Predictably, this has then been used for point scoring by Clinton supporters: as proof that despite the dismissal from certain Clinton critics, the "Bernie Bro" phenomenon is for real. That's silly. The Sanders campaign doesn't need to feel morally culpable for the phenomenon to say things like this — it just needed to realize that this could become a liability for the campaign (not least by turning off the political press), and therefore it's something the campaign should either fix or look like it's fixing.
if you support @berniesanders, please follow the senator's lead and be respectful when people disagree with you.
— mike casca (@cascamike) January 26, 2016
Of course, this gets back to the question of how much of the harassment attributed to "Bernie Bros" is actually political in origin, and how much is run-of-the-mill trolling. There may not be a definitive answer, but it seems reasonable to say that, yes, some supporters of Bernie Sanders are harassing his critics because they feel that's an appropriate way to show their support. So are other Sanders supporters responsible for educating (or, if you like, policing) their peers? Are they their Bernie Bro-ther's keepers?
This is another split in online social norms. But it's not a generational one: It's a split between the free-speech-centric culture of Reddit and the "social justice"-centric culture of, say, Tumblr and certain realms of Twitter.
It's a problem for Sanders because he identifies explicitly as progressive
In the social justice framework that many of the people complaining about "Bernie Bros" operate in, being an anti-racist or anti-sexist ally carries pretty heavy obligations. You are expected to do the work of educating your peers when they say objectionable things, rather than expecting members of the affected group to do it.

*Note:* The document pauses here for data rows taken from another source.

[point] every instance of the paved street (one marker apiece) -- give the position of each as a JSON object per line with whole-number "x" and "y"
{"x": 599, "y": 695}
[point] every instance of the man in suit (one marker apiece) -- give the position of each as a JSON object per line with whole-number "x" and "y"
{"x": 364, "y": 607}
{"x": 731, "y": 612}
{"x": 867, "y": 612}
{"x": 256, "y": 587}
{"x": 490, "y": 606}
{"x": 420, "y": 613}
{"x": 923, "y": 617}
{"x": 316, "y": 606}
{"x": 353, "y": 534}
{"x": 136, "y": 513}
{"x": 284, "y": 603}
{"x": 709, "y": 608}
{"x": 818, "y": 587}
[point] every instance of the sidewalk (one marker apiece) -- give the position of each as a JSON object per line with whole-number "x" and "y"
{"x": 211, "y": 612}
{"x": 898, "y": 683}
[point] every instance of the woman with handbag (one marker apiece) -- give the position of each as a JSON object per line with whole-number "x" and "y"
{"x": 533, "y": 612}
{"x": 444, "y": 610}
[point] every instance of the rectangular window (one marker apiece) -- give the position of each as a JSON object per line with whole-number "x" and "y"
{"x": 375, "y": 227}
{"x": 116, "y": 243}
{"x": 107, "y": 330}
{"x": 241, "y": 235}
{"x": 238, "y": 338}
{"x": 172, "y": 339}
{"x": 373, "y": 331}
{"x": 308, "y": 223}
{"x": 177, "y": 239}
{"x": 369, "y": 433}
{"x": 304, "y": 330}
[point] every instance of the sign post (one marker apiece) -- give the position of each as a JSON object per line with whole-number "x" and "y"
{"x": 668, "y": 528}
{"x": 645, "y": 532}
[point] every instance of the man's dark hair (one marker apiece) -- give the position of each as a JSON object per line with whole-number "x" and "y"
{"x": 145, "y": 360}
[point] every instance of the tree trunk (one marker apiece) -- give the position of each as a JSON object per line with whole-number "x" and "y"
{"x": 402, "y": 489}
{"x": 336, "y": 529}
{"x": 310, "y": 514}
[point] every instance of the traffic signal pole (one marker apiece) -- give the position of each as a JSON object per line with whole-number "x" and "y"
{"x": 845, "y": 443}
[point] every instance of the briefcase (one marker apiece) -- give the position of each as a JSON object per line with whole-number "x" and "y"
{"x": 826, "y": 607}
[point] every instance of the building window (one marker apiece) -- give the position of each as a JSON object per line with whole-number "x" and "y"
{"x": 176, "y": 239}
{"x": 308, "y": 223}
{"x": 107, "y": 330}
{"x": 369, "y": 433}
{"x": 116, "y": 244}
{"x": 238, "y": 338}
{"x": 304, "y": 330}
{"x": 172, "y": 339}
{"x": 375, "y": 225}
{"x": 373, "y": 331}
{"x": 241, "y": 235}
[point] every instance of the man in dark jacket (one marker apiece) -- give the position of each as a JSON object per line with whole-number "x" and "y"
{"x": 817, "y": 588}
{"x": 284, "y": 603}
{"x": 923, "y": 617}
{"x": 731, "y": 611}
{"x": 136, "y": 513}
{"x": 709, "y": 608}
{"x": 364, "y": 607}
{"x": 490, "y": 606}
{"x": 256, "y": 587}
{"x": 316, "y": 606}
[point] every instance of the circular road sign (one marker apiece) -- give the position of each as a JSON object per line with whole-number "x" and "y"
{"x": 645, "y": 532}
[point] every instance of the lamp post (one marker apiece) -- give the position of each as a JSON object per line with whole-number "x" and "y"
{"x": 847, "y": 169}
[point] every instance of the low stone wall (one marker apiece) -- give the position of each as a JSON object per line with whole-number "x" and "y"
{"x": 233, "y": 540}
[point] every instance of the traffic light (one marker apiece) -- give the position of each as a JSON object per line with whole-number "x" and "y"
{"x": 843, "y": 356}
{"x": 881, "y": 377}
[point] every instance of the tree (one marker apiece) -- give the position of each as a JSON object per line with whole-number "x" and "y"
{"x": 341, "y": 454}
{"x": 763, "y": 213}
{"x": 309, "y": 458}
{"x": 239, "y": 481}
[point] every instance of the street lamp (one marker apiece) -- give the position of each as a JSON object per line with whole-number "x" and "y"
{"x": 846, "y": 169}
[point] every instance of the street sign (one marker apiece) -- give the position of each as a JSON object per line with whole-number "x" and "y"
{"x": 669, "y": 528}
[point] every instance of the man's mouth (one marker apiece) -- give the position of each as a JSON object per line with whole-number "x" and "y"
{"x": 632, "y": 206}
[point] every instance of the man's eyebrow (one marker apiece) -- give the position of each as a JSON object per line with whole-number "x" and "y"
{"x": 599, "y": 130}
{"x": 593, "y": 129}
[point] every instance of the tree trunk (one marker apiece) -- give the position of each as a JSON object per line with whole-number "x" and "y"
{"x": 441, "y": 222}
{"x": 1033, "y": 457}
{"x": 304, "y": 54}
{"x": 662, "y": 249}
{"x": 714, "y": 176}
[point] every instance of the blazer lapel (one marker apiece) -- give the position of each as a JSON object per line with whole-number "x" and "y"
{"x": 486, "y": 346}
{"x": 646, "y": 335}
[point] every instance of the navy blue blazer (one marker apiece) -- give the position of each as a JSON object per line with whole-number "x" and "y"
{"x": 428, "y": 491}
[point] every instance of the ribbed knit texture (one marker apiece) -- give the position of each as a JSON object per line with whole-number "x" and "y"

Implicit in that is the idea that you are, in fact, responsible for the things someone who agrees with you says.
This is not a norm that makes sense on freewheeling, free-speech-centric forums where you may not even see the obnoxious behavior in question. This is another issue that causes people to disagree about the scope of "Bernie Bro" obstructionism: A lot of Sanders supporters don't necessarily see it because they're not the targets. That certainly makes it impossible for them to do the work of allyship.
Sometimes there's a fine line between, "This is not a problem I can fix" and, "This is not my problem." And the core complaint that the term "Bernie Bro" signifies is that progressives are all too good at dismissing sexism and racism by their fellow progressives as "not my problem."
That's why I left the progressive movement. I'm an independent. An outsider. It's all very Sanders-esque. https://t.co/0C2FoqbHxR
— Imani Gandy (@AngryBlackLady) February 3, 2016
Progressives aren't immune from implicit bias just because they're progressive. And no one seriously believes they are. But to many of the "Bernie Bro" critics, the reaction of Sanders supporters to any allegations that their peers are engaging in obnoxious, harassing behavior is all too reminiscent of the crap they have to put up with. And the defense, "It's no worse than anywhere else!" is particularly stinging when coming from people who are supposed, ideologically, to do better.